Additions based on integrated metrics:
- ResNet: prefer LR=3e-4 with cosine+3 warmup; batch 16; standard augmentation; semi-hard mining; pretrained backbone.
- ViT: 8 layers, 8 heads, FF×4, dropout 0.1; LR≈3.5e-4; batch 8; monitor calibration (ECE≈0.02) and AUC.

## Metrics We Track (and why)
- Triplet losses (train/val): Primary training signal.
- Retrieval (R@k, mAP) on embeddings: Practical downstream utility.
- Outfit hit rates: Alignment with human-perceived coherence.
- Embedding diagnostics: norm stats, inter/intra distances, separation ratio.
- Throughput/epoch times: Capacity planning, demo readiness.

Additional tracked metrics in this report:
- ViT calibration (ECE/MCE/Brier) and ROC/PR AUC.
- ResNet CMC curves and silhouette scores.

Derived metrics note: When classification metrics across sweeps were unavailable, we used triplet loss as a proxy indicator of retrieval/classification trends and clearly labeled those uses.

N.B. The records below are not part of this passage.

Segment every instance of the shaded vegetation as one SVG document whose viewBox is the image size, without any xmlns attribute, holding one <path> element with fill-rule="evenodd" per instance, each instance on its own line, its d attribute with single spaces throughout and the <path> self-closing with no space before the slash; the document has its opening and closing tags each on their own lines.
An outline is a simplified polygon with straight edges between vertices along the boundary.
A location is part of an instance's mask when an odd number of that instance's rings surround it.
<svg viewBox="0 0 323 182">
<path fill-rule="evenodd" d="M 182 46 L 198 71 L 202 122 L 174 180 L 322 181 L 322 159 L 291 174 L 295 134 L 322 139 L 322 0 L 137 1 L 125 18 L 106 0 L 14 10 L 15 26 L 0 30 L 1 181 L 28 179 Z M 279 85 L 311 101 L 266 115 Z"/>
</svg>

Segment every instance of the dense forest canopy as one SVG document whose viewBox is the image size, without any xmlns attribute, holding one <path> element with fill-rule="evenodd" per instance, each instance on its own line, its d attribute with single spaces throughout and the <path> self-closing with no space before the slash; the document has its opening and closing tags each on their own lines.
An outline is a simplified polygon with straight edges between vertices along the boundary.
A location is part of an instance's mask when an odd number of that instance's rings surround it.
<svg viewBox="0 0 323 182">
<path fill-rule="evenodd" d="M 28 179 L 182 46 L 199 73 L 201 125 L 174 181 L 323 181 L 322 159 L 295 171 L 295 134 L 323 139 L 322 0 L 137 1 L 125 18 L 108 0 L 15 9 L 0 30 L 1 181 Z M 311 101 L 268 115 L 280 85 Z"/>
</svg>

## Condensed Summary (for slides)

- Data scaling improves quality with diminishing returns: ResNet val triplet 0.183→0.152 (2k→106k), ViT 0.462→0.391 (5k→53k).
- ResNet (full test): kNN acc 0.958; retrieval R@1/5/10 = 0.682/0.876/0.926; mAP 0.774; silhouette 0.392; latency ≈8.4 ms/img.
- ViT (full test): Accuracy 0.908; F1 0.908; ROC-AUC 0.951; PR-AUC 0.934; ECE 0.021; hit@10 0.838; latency ≈1.8 ms/sequence.
- Best configs: ResNet lr=3e-4, bs=16, standard aug, semi-hard; ViT 8×8 heads, dropout 0.1, lr=3.5e-4, bs=8.
- Sensitivities: Too-high LR degrades final loss; larger batches slightly hurt triplet dynamics; standard aug > none/strong; pretrained > scratch.

Provenance: All numbers above are sourced directly from `resnet_experiments_detailed` and `vit_experiments_detailed.json`. Any extrapolations are labeled derived and should be validated before use in research claims.